By Carolyn Hax
Washington Post Staff Writer
Wednesday, September 19, 2007

Howdy, Carolyn!

I've been married two years and we dated for more than two years before that. While we were dating, my wife forgot to tell me that she'd flip a switch and things would be totally different after I became her husband.

Before marriage, we used to do stuff I liked as well as stuff she liked. Now, if she doesn't want to do it, she won't do it.

Before marriage, she didn't have a problem with my many volunteer endeavors. Now, she believes I should just sit home with her.
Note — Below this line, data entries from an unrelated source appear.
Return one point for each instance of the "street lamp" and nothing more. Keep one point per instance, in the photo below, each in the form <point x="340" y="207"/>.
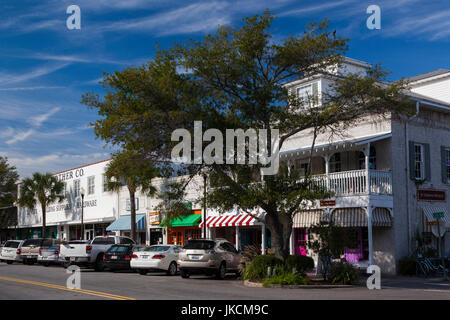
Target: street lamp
<point x="82" y="193"/>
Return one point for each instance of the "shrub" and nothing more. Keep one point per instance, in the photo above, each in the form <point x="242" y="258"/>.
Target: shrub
<point x="343" y="273"/>
<point x="407" y="266"/>
<point x="299" y="263"/>
<point x="257" y="269"/>
<point x="285" y="279"/>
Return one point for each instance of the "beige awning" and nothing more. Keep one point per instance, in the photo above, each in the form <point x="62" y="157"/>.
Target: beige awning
<point x="357" y="217"/>
<point x="308" y="218"/>
<point x="429" y="210"/>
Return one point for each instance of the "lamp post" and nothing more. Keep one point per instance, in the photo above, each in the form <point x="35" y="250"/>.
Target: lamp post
<point x="82" y="193"/>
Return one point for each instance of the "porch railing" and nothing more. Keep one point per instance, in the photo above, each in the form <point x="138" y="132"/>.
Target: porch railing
<point x="355" y="182"/>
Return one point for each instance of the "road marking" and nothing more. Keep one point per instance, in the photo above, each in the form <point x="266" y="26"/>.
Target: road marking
<point x="58" y="287"/>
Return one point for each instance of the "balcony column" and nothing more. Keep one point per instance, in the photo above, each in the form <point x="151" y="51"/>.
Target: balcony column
<point x="367" y="155"/>
<point x="327" y="169"/>
<point x="369" y="233"/>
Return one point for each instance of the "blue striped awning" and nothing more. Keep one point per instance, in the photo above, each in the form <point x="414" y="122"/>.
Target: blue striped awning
<point x="124" y="223"/>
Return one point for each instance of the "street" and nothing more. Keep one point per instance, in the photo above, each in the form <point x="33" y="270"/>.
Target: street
<point x="36" y="282"/>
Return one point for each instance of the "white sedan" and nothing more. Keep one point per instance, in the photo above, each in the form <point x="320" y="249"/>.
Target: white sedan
<point x="157" y="257"/>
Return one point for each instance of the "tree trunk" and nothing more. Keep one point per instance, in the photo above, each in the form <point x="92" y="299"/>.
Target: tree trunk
<point x="133" y="214"/>
<point x="43" y="220"/>
<point x="280" y="227"/>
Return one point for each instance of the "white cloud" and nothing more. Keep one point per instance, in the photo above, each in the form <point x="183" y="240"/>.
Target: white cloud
<point x="39" y="119"/>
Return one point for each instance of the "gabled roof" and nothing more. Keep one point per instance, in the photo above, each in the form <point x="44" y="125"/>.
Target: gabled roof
<point x="430" y="74"/>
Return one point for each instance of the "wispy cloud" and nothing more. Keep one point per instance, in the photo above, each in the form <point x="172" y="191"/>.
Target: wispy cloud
<point x="8" y="78"/>
<point x="37" y="121"/>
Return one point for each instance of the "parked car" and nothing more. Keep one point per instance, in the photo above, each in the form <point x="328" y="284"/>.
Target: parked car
<point x="49" y="255"/>
<point x="206" y="256"/>
<point x="30" y="249"/>
<point x="91" y="254"/>
<point x="11" y="251"/>
<point x="64" y="248"/>
<point x="157" y="257"/>
<point x="118" y="257"/>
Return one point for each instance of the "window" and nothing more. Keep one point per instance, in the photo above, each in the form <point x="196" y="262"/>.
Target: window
<point x="105" y="183"/>
<point x="419" y="172"/>
<point x="335" y="162"/>
<point x="446" y="164"/>
<point x="308" y="94"/>
<point x="76" y="188"/>
<point x="91" y="185"/>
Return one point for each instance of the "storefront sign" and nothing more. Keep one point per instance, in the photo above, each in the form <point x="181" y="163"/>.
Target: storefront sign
<point x="327" y="203"/>
<point x="153" y="218"/>
<point x="431" y="195"/>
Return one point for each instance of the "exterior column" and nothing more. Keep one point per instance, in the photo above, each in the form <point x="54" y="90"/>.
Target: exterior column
<point x="237" y="238"/>
<point x="370" y="236"/>
<point x="367" y="155"/>
<point x="263" y="239"/>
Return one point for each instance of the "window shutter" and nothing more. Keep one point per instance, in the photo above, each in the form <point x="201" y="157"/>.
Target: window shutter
<point x="427" y="161"/>
<point x="443" y="165"/>
<point x="411" y="160"/>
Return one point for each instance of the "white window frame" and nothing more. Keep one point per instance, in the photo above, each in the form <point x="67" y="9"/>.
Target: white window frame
<point x="91" y="185"/>
<point x="421" y="162"/>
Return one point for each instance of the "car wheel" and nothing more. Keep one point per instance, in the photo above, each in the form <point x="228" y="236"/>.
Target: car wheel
<point x="99" y="265"/>
<point x="172" y="269"/>
<point x="184" y="274"/>
<point x="221" y="272"/>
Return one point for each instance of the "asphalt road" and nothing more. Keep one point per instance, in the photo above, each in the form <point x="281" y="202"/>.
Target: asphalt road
<point x="35" y="282"/>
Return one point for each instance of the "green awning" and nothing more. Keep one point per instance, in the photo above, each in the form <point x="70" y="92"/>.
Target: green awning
<point x="191" y="220"/>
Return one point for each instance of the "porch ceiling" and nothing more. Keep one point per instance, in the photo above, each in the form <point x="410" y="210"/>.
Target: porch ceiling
<point x="348" y="144"/>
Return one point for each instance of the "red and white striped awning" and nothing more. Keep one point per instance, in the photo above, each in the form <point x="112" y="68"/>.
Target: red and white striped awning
<point x="230" y="221"/>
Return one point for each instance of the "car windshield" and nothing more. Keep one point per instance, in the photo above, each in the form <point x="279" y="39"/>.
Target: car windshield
<point x="199" y="244"/>
<point x="157" y="248"/>
<point x="118" y="249"/>
<point x="11" y="244"/>
<point x="32" y="242"/>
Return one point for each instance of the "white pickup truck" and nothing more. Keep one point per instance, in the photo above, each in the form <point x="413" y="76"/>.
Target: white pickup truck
<point x="91" y="254"/>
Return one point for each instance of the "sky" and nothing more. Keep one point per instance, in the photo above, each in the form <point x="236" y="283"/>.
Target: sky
<point x="45" y="68"/>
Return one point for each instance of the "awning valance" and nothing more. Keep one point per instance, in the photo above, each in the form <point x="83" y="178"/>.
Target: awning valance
<point x="308" y="218"/>
<point x="124" y="223"/>
<point x="231" y="220"/>
<point x="190" y="220"/>
<point x="357" y="217"/>
<point x="429" y="210"/>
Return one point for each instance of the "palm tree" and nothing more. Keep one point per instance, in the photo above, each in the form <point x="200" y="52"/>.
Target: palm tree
<point x="44" y="188"/>
<point x="129" y="169"/>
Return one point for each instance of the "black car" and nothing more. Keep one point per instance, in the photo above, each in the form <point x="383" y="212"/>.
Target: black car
<point x="118" y="257"/>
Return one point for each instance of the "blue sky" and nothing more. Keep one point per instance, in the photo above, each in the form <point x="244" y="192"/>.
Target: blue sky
<point x="45" y="68"/>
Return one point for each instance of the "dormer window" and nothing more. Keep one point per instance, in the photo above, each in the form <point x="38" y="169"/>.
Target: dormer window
<point x="309" y="93"/>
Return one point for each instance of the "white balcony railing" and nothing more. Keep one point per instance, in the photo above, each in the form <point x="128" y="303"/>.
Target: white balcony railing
<point x="355" y="182"/>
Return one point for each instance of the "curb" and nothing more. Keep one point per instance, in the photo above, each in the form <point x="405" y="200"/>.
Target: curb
<point x="248" y="283"/>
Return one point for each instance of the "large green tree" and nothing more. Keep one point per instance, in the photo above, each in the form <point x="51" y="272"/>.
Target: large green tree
<point x="42" y="188"/>
<point x="236" y="79"/>
<point x="129" y="169"/>
<point x="8" y="183"/>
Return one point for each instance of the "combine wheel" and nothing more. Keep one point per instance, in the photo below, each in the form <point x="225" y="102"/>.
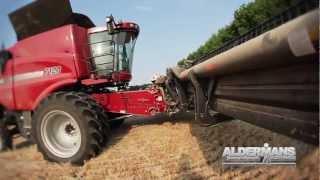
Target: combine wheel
<point x="67" y="128"/>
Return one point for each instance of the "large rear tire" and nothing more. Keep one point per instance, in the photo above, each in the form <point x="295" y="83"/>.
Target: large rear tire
<point x="67" y="128"/>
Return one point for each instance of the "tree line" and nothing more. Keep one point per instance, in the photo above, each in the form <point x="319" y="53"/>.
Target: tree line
<point x="246" y="17"/>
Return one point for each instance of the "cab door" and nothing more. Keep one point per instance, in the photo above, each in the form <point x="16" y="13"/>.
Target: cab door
<point x="6" y="80"/>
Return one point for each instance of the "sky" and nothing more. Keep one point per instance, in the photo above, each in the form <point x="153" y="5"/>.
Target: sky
<point x="169" y="29"/>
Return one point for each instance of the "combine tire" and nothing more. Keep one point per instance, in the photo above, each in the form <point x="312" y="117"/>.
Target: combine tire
<point x="67" y="128"/>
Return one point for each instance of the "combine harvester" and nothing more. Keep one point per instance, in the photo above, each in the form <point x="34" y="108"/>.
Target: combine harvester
<point x="65" y="81"/>
<point x="266" y="77"/>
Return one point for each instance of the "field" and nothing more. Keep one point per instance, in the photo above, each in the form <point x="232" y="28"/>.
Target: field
<point x="160" y="148"/>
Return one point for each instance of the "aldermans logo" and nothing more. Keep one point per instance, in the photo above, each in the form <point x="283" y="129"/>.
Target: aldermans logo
<point x="259" y="155"/>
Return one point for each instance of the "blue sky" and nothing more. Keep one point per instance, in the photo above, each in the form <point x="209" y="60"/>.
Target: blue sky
<point x="170" y="29"/>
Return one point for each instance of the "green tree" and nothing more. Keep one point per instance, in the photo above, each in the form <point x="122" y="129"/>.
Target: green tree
<point x="246" y="17"/>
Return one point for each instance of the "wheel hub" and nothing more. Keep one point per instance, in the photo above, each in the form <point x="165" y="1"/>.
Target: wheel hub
<point x="61" y="134"/>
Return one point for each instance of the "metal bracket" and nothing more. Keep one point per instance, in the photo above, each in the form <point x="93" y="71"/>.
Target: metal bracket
<point x="176" y="90"/>
<point x="201" y="101"/>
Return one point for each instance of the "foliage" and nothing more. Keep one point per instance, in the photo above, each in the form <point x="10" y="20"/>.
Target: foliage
<point x="245" y="18"/>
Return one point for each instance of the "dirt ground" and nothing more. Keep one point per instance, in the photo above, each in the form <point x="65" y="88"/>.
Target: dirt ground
<point x="155" y="149"/>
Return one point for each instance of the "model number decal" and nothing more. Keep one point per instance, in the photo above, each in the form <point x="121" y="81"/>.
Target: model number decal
<point x="51" y="71"/>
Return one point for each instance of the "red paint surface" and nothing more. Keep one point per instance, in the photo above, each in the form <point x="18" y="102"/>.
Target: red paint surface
<point x="143" y="102"/>
<point x="67" y="48"/>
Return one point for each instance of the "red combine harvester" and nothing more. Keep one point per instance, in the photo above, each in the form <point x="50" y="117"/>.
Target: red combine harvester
<point x="63" y="84"/>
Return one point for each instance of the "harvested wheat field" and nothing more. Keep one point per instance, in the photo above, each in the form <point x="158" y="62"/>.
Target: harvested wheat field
<point x="176" y="149"/>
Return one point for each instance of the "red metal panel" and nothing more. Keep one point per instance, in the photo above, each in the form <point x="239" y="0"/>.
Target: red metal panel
<point x="6" y="90"/>
<point x="143" y="102"/>
<point x="42" y="64"/>
<point x="80" y="38"/>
Before marriage, I had alcohol in the house and she didn't have a problem with it. Now, there is no alcohol allowed in the house because she claims it's her religious belief and I should respect it.

She wants me to stop writing letters to the editor to the local newspaper. She believes it reflects poorly on her because she is married to me.
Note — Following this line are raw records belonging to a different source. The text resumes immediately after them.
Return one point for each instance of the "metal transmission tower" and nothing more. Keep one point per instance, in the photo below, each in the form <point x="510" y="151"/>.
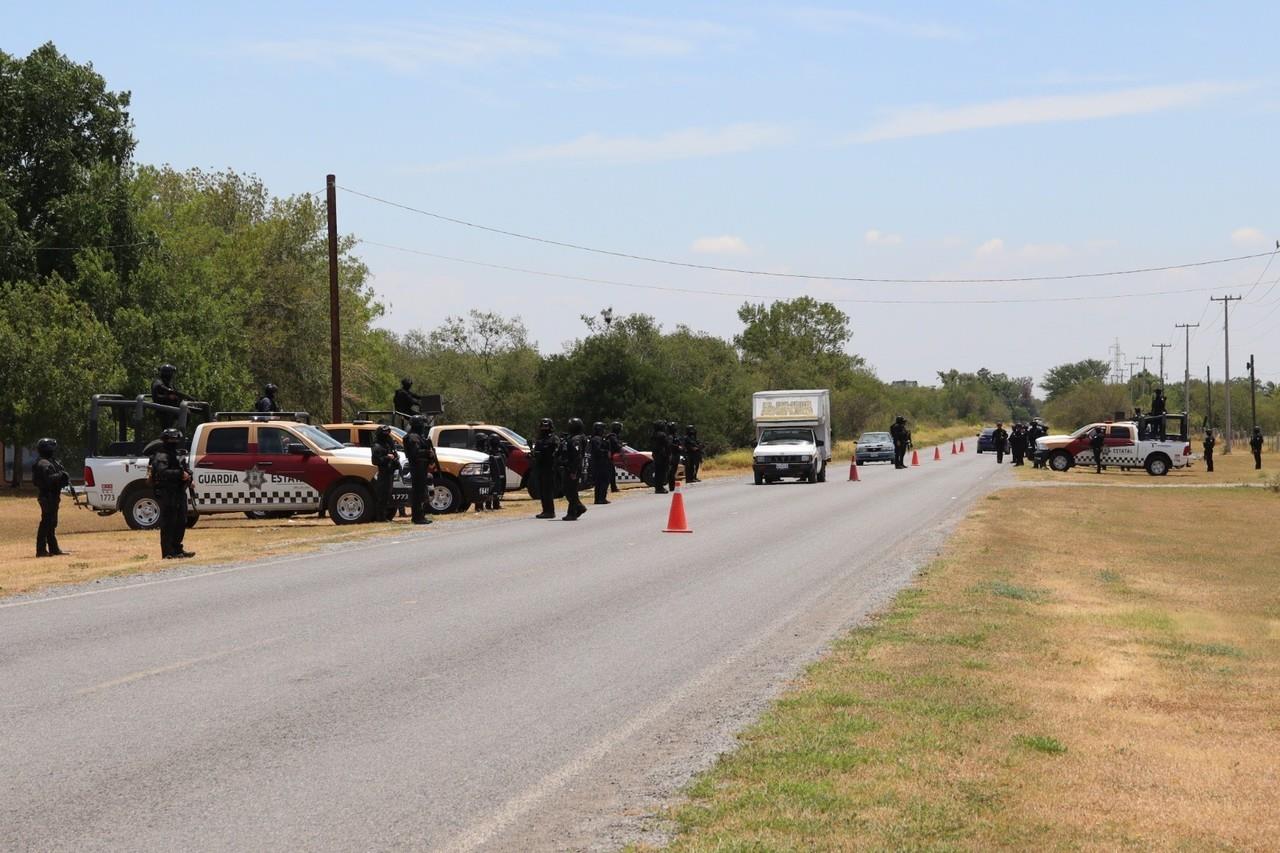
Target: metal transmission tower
<point x="1187" y="372"/>
<point x="1226" y="360"/>
<point x="1162" y="347"/>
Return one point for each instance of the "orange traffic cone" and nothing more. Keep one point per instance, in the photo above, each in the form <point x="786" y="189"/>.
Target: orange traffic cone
<point x="676" y="521"/>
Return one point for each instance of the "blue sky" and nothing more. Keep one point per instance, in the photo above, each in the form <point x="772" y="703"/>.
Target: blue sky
<point x="882" y="140"/>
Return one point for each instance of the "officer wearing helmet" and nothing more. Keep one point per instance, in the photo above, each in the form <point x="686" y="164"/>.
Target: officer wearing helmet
<point x="421" y="461"/>
<point x="545" y="451"/>
<point x="406" y="402"/>
<point x="572" y="461"/>
<point x="615" y="438"/>
<point x="659" y="445"/>
<point x="387" y="461"/>
<point x="901" y="437"/>
<point x="50" y="479"/>
<point x="602" y="461"/>
<point x="170" y="478"/>
<point x="693" y="454"/>
<point x="266" y="404"/>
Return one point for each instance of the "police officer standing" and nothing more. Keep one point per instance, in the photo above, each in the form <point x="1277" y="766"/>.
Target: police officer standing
<point x="901" y="437"/>
<point x="693" y="454"/>
<point x="598" y="447"/>
<point x="1000" y="438"/>
<point x="572" y="457"/>
<point x="1097" y="441"/>
<point x="385" y="460"/>
<point x="50" y="479"/>
<point x="497" y="470"/>
<point x="421" y="460"/>
<point x="545" y="450"/>
<point x="266" y="404"/>
<point x="661" y="454"/>
<point x="172" y="478"/>
<point x="1208" y="448"/>
<point x="615" y="439"/>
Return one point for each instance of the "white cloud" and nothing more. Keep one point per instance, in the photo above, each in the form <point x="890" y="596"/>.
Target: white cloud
<point x="673" y="145"/>
<point x="877" y="237"/>
<point x="929" y="121"/>
<point x="1249" y="237"/>
<point x="823" y="19"/>
<point x="722" y="245"/>
<point x="992" y="246"/>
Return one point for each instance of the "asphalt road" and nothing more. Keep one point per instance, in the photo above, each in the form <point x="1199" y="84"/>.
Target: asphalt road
<point x="517" y="684"/>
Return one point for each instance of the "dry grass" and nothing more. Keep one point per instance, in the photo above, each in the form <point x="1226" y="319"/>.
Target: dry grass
<point x="1082" y="669"/>
<point x="104" y="547"/>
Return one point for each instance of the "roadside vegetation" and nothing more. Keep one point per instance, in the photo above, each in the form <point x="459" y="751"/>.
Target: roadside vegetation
<point x="1082" y="667"/>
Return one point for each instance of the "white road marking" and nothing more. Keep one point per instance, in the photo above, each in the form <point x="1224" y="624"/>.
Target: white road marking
<point x="174" y="666"/>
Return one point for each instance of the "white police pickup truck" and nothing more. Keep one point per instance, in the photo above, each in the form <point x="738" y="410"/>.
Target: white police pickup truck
<point x="252" y="464"/>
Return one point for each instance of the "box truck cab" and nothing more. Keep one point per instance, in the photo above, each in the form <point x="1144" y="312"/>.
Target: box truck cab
<point x="792" y="434"/>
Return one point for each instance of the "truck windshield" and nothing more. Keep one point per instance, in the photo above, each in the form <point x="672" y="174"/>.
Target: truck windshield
<point x="318" y="437"/>
<point x="777" y="436"/>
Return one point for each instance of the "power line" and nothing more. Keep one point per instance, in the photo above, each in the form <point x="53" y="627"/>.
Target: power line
<point x="800" y="276"/>
<point x="773" y="296"/>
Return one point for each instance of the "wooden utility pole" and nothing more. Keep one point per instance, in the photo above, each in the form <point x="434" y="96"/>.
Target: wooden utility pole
<point x="334" y="325"/>
<point x="1226" y="360"/>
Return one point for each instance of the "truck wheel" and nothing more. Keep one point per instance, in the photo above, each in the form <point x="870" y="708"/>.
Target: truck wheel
<point x="446" y="496"/>
<point x="351" y="503"/>
<point x="1157" y="465"/>
<point x="141" y="510"/>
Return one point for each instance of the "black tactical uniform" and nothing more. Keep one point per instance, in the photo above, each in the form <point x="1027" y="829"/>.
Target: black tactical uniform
<point x="602" y="461"/>
<point x="1018" y="443"/>
<point x="615" y="438"/>
<point x="170" y="479"/>
<point x="901" y="438"/>
<point x="545" y="450"/>
<point x="266" y="402"/>
<point x="675" y="450"/>
<point x="572" y="457"/>
<point x="693" y="454"/>
<point x="659" y="446"/>
<point x="1097" y="441"/>
<point x="385" y="460"/>
<point x="1000" y="437"/>
<point x="406" y="402"/>
<point x="421" y="459"/>
<point x="49" y="479"/>
<point x="497" y="471"/>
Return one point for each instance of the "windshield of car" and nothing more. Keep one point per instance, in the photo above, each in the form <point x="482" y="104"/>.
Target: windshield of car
<point x="777" y="436"/>
<point x="318" y="437"/>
Before marriage, she lived at home. Now, she is constantly on the telephone with her grandmother, who raised her since early childhood. Her biblical beliefs have not extended to leaving her family and cleaving to the marriage.

I've offered counseling, but she won't go because she thinks I'm the one with the problems and I will manipulate the counselor to "my way," whatever that is.
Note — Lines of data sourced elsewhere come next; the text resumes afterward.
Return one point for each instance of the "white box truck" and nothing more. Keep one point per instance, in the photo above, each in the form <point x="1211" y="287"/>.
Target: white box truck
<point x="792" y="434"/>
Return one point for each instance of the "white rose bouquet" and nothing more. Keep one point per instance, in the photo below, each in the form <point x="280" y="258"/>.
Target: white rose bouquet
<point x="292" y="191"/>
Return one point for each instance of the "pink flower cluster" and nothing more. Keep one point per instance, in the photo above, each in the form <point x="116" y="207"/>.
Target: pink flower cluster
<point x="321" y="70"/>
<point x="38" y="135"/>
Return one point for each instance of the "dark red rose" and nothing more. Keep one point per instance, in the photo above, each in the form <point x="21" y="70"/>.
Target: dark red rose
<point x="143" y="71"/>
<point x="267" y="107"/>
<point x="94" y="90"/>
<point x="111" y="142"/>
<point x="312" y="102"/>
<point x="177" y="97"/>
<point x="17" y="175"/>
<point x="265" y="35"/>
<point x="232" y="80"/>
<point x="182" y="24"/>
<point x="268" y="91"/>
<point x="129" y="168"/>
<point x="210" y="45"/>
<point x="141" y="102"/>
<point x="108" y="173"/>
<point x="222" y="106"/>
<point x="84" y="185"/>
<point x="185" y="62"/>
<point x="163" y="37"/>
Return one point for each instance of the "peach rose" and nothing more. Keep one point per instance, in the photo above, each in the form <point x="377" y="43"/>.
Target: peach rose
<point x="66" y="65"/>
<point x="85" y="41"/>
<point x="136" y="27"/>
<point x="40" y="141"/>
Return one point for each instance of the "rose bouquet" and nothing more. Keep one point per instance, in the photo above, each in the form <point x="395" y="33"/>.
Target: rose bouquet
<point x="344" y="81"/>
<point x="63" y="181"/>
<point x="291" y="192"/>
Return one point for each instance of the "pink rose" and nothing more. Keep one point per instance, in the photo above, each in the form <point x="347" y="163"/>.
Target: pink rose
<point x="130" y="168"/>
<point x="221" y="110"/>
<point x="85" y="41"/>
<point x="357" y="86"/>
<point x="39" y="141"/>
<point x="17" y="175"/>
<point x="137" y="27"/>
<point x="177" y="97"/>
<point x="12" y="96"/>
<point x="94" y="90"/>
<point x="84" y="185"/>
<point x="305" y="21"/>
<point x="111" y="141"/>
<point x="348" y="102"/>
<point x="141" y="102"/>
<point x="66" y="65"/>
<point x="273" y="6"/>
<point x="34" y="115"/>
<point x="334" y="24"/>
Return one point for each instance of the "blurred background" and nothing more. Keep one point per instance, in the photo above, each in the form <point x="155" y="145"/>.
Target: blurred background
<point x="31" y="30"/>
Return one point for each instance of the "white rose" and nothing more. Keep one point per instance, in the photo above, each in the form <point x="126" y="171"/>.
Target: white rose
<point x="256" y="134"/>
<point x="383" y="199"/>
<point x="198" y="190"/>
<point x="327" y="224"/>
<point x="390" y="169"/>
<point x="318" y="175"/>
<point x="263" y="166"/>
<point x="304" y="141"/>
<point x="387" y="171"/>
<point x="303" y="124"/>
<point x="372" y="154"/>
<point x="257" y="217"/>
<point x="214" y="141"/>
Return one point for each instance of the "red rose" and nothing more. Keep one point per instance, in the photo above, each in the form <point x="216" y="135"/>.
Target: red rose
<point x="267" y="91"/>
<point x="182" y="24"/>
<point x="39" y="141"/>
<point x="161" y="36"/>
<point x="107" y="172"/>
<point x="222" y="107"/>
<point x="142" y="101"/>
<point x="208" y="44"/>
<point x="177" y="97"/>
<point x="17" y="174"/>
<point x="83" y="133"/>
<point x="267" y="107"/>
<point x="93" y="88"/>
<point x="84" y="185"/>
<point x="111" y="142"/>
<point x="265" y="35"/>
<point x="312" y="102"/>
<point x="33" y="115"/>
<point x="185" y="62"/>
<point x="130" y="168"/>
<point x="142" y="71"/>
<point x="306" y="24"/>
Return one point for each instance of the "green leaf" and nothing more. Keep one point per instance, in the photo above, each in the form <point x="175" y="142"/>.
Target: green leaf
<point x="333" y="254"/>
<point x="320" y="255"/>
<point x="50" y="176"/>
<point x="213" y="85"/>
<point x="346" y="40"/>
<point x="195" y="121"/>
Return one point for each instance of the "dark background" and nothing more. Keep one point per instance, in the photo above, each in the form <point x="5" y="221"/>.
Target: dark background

Do you know of other females who are easygoing before marriage and then unleash all sorts of unreasonable demands after marriage, claiming, "That's what a husband should do"?

Who Stole My Wife?

Let's be clear. This isn't something "females" do; this is something the woman you married has done.

Hax-baiting aside, you present a classic marital bait-and-switch, which brides and grooms alike have suffered since cave newlyweds first discovered that all those heroic paintings were, in fact, painted by the previous dweller.